29 As previously stated, the plaintiff did not commence legal proceedings as he did not think he was entitled to do so. Once the plaintiff sought legal advice he gave instructions to commence proceedings in June 2001. The plaintiff and his solicitors acted expeditiously in commencing legal proceedings. The summons was filed on 27 August 2001.

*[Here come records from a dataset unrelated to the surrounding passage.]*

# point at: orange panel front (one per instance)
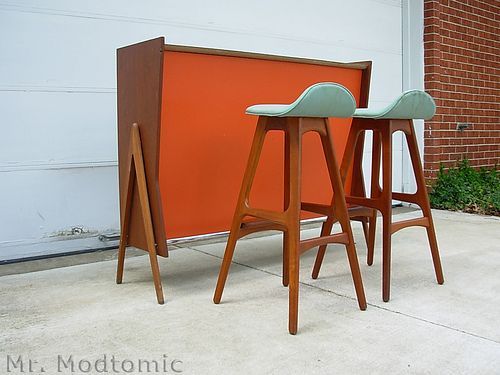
(206, 136)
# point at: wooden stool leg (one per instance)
(386, 199)
(340, 212)
(424, 201)
(327, 226)
(374, 193)
(246, 186)
(293, 221)
(286, 202)
(125, 222)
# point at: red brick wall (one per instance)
(462, 73)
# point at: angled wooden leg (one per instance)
(375, 192)
(293, 220)
(145, 210)
(286, 202)
(125, 220)
(386, 198)
(327, 226)
(253, 161)
(340, 212)
(424, 201)
(326, 229)
(370, 243)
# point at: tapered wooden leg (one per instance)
(375, 192)
(286, 202)
(424, 201)
(327, 226)
(145, 210)
(253, 161)
(326, 229)
(228, 257)
(340, 212)
(293, 222)
(386, 135)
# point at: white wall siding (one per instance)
(58, 151)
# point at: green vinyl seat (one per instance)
(410, 105)
(323, 99)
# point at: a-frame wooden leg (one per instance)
(424, 200)
(326, 229)
(340, 212)
(137, 173)
(253, 161)
(293, 220)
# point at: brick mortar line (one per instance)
(354, 299)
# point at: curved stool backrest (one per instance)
(412, 104)
(323, 99)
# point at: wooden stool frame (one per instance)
(140, 79)
(382, 196)
(288, 221)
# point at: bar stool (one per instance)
(398, 116)
(309, 112)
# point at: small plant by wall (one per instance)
(464, 188)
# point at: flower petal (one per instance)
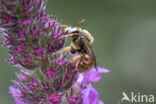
(15, 92)
(100, 102)
(89, 95)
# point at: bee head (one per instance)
(70, 30)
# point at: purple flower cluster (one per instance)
(31, 36)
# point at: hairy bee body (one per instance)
(81, 44)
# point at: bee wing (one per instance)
(90, 51)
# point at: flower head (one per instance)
(55, 98)
(43, 78)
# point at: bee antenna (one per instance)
(79, 22)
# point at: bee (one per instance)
(81, 46)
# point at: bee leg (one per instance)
(64, 50)
(73, 60)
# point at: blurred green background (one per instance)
(125, 43)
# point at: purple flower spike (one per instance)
(31, 35)
(38, 51)
(20, 48)
(72, 99)
(15, 93)
(50, 73)
(89, 95)
(28, 60)
(95, 76)
(60, 62)
(21, 34)
(55, 99)
(27, 22)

30 I turn to consider whether the plaintiff has a real case to advance. The applicant bears an evidentiary and persuasive onus which, in the absence of concession, requires material to be adduced which demonstrates that the dilatory plaintiff has a real case to advance. The need for the court to decide that it is just and reasonable to extend the limitation period must focus attention on the question whether there is indeed evidence to establish the plaintiff’s cause of action. It would rarely be possible to say that it was just and reasonable to subject the defendant to litigation otherwise statute barred if it did not appear that there was evidence available to the plaintiff to establish his cause of action. (See Szerdahelyi v Bailey (NSWSC unreported Badgery-Parker J, 1 May 1997); Ortado v Bailey (NSWSC unreported, Badgery-Parker J, 1 May 1997); Lewis v Bailey (NSWSC unreported, Badgery-Parker J, 1 May 1997); Zegarac and Dow Corning Australia Pty Ltd v Paton, Meares v Paton (1998) Aust Tort Reports 81-485; Fitzgerald v Bankstown City Council (NSWCA unreported, 6 November 1995); and Manfield v Heather [2000] NSWCA 36. There is a report from D Tozer and Associates which stated that the loading operation was under control of the defendant and it was its employees who directed the plaintiff to load the buffer using a front end loader instead of using the mobile crane which had been provided by the defendant for the loading operation.

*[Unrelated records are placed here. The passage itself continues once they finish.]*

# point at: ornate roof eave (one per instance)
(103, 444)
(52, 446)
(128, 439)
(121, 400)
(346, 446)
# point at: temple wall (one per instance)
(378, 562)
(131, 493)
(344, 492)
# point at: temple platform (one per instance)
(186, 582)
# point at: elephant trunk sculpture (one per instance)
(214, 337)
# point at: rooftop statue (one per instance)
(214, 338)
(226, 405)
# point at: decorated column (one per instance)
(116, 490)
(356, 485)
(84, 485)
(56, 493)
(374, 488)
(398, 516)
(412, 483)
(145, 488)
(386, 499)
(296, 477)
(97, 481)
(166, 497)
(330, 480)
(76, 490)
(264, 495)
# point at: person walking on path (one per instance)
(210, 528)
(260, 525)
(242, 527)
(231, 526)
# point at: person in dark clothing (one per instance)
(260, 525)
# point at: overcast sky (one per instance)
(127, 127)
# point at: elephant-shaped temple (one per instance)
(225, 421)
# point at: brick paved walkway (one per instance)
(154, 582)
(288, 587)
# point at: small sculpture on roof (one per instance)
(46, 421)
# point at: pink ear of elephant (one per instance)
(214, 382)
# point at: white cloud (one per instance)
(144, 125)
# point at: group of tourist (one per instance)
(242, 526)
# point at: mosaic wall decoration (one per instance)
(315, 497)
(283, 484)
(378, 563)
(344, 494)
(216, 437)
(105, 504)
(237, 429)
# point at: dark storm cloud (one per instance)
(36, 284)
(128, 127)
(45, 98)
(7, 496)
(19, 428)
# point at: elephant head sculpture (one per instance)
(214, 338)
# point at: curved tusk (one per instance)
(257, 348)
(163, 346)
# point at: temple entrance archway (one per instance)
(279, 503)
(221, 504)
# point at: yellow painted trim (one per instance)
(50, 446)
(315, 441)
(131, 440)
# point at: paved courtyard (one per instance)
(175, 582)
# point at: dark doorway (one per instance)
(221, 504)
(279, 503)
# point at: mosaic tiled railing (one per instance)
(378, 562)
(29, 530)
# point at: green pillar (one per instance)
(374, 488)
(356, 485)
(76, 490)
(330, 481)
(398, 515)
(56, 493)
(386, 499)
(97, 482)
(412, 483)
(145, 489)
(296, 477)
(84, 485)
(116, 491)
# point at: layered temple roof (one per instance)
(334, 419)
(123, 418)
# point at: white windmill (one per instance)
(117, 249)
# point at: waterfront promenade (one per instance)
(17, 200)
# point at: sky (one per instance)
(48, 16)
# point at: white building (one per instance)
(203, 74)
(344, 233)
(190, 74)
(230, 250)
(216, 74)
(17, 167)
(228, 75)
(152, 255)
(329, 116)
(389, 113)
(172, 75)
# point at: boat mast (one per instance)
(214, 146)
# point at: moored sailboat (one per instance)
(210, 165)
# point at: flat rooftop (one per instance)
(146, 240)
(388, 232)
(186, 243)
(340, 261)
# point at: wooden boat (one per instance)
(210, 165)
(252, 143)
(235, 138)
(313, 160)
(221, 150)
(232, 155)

31 After having directed to the plaintiff to place the buffer on the front end loader, there was then no supervisions of this loading activity by the defendant. It was only after the plaintiff was injured that the defendant’s employees came to his aid and manually positioned the buffer correctly on the forks of the front end loader. The plaintiff was not an experienced rigger or dogman. The defendant was engaged to provide the expertise required to safely load the unloading ramp and its ancillary components for transport to Wingham. In Mr Tozer’s opinion the accident to the plaintiff occurred because he was not properly supervised while loading the buffer onto the front end loader. This operation was part of the overall truck loading operation for which the defendant was responsible. An employee of the defendant has admitted that they had the responsibility for supervising the loading of the truck. The plaintiff has a real case to advance.

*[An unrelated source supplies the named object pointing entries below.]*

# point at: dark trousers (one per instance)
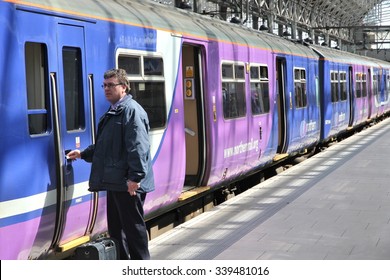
(125, 214)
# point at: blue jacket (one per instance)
(122, 150)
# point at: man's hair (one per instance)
(121, 75)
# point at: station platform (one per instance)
(333, 206)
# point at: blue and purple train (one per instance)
(223, 101)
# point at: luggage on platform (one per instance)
(100, 249)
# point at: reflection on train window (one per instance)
(37, 88)
(375, 89)
(233, 90)
(361, 85)
(259, 90)
(387, 89)
(132, 64)
(73, 86)
(343, 86)
(334, 86)
(147, 83)
(300, 88)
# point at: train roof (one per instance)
(150, 14)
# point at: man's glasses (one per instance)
(110, 85)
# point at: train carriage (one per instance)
(223, 101)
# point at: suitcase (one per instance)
(100, 249)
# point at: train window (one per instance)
(259, 90)
(132, 64)
(73, 86)
(233, 90)
(153, 66)
(334, 86)
(37, 88)
(147, 85)
(387, 89)
(343, 86)
(227, 71)
(300, 88)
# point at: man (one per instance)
(121, 165)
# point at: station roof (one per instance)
(350, 12)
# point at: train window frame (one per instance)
(37, 88)
(233, 89)
(300, 87)
(147, 88)
(387, 88)
(259, 89)
(343, 86)
(375, 88)
(334, 86)
(360, 84)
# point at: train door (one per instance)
(282, 110)
(74, 129)
(192, 75)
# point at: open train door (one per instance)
(192, 75)
(282, 108)
(74, 129)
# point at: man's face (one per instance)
(113, 90)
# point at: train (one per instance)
(224, 101)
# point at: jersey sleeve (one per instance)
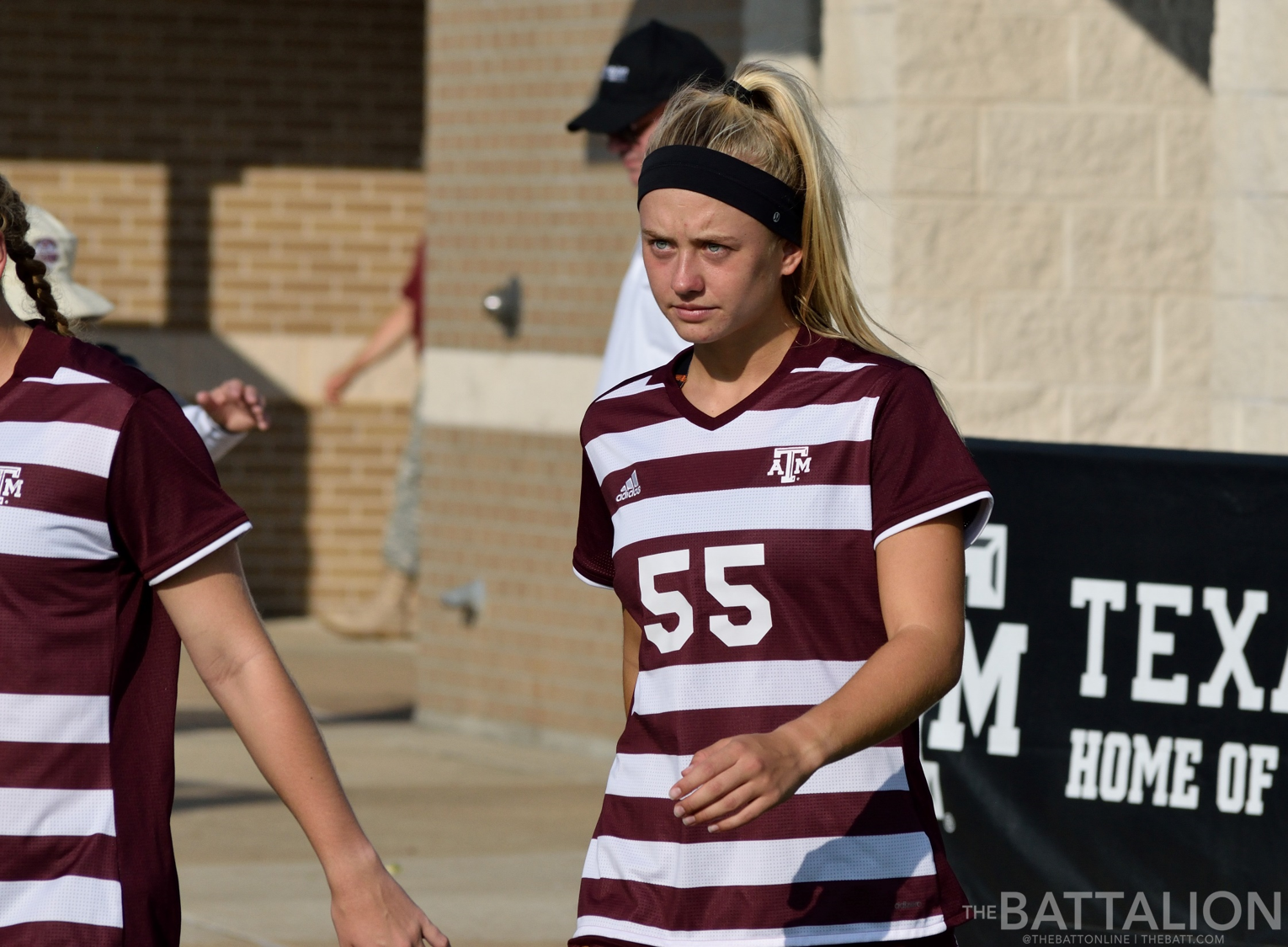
(593, 558)
(920, 466)
(165, 504)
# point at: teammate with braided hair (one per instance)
(221, 415)
(111, 516)
(782, 510)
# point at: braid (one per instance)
(31, 272)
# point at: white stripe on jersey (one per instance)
(833, 364)
(57, 812)
(84, 447)
(70, 900)
(729, 683)
(860, 932)
(201, 554)
(797, 507)
(53, 535)
(809, 424)
(652, 774)
(70, 376)
(33, 718)
(760, 862)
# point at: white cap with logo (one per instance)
(56, 247)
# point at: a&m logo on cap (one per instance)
(790, 463)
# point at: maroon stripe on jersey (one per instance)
(43, 857)
(57, 490)
(51, 643)
(104, 406)
(811, 816)
(758, 907)
(684, 732)
(60, 934)
(56, 765)
(840, 461)
(629, 414)
(811, 619)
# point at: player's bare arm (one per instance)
(216, 620)
(631, 634)
(920, 575)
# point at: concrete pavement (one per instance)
(488, 838)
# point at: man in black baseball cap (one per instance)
(643, 71)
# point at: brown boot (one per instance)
(386, 614)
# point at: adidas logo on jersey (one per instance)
(790, 463)
(631, 488)
(9, 483)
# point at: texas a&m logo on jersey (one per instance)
(790, 463)
(11, 485)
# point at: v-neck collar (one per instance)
(690, 412)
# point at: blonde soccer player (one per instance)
(782, 512)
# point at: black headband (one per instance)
(745, 187)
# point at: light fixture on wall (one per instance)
(505, 304)
(469, 598)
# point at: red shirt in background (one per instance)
(104, 491)
(413, 290)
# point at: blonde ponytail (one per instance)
(780, 133)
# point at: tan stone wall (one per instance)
(1038, 230)
(512, 192)
(312, 250)
(119, 214)
(545, 653)
(1249, 370)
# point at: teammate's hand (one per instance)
(334, 388)
(375, 911)
(738, 779)
(236, 406)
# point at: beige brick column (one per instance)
(1249, 80)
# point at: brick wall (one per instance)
(117, 211)
(545, 653)
(1042, 238)
(250, 168)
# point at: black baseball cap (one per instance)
(643, 71)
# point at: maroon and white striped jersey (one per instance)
(745, 548)
(104, 490)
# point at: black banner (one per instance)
(1112, 767)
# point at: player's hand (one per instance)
(375, 911)
(738, 779)
(335, 386)
(236, 406)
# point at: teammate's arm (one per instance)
(631, 636)
(920, 577)
(211, 607)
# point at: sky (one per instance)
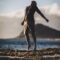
(12, 13)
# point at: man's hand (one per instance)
(22, 23)
(47, 20)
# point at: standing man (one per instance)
(29, 22)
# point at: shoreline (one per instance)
(43, 54)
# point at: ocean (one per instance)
(21, 44)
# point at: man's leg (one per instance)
(27, 36)
(34, 37)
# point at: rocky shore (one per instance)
(43, 54)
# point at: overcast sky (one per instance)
(10, 10)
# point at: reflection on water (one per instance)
(21, 44)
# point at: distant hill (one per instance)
(43, 31)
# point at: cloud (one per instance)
(53, 9)
(18, 13)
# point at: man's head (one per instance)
(33, 3)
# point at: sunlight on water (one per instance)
(19, 44)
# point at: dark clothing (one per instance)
(30, 25)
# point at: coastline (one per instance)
(43, 54)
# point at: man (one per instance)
(29, 22)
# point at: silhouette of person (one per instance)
(30, 23)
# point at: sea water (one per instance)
(21, 44)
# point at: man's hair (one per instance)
(33, 3)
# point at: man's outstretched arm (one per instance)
(41, 14)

32 It is my view that the defendant has not suffered significant prejudice. The defendant will be able to obtain a fair trial. I have taken the matters referred to in s 60E(a) to (h) into account. The plaintiff has discharged his onus and I am satisfied that it is just and reasonable to extend the limitation period under s 60C and E against the defendant.

33 Costs are discretionary. In Wynter, Sheller JA stated that in relation to costs ordinarily a successful applicant, who has allowed him or herself to get out of time, should pay the costs of the application unless the respondent’s opposition was wholly unreasonable.

34 The orders I make are:


      (1) Leave is granted to extend the limitation period against the defendant in relation to an accident which occurred on 30 August 1996 up to and including 16 August 2002.

      (2) The plaintiff is to file and serve a statement of claim on or before 16 August 2002.

      (3) The plaintiff is to pay the defendant’s costs.